Analysts suggest that the result may reflect an unexpected turnaround of the big-box retailer after the challenges of a last year’s security breech, which resulted in the leakage of data on 40 million credit cards.
America’s second-largest discount retailer also reported a 3.8 percent higher sale volume at its locations open more than one year, which is also a better than expected outcome since the company had predicted only 1 3 percent uptick.
In addition, Target saw a 3.2 percent increase in consumer traffic and $21.8 billion sales for the final quarter, with a more than 4 percent increase than the year before. According to the company, its boost in sales is mainly due to its highly performing departments such as furniture, fashion, baby, toys, and wellness.
In September, Brian Cornell, Target’s new CEO, announced that he planned to focus more on these particular categories, which were once Target’s crown jewel, but have dimmed over time. So, it seems that Mr. Cornell had a good intuition.
“These are the categories we’re most famous for, and our guests have asked us to lead with them,”
he told investors during a conference call last fall.
On the other hand, the company reported some profit loss linked to closing down the Canada-based stores, which were a catastrophic business due to supply chain issues that often left the shelves bare, as well as lack in consumer enthusiasm. The retailer announced that it planned to resume the Canada business in six years time.
Still, although its profit was affected on a short-term while missing the Street’s expectations, the move will prove beneficial on the long run, according to analysts.
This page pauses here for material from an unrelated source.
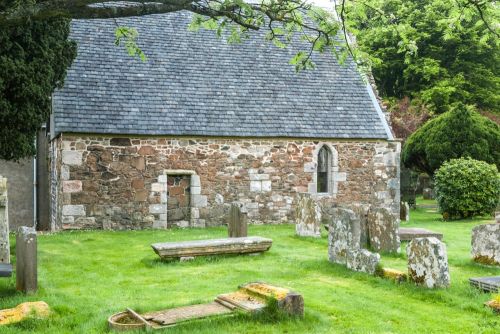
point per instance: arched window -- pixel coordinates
(323, 172)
Following the Q4 earnings report, the company’s shares went slightly up to $77.35 after noon.
Mr. Cornell explained that one reason for its company boost in sales is most likely a better economy, which had greatly improved the consumer confidence. Also, lower gasoline prices are expected to further help the overall retail business, Target CEO added.
For 2015, Target wants to make additional improvements to its displays and signs, as well as to the apparel section which was equipped last year with mannequins, which consumers loved. Also, the retailer will try new set-ups for home, toy and electronics departments which will roll out in most of its stores over the course of this year.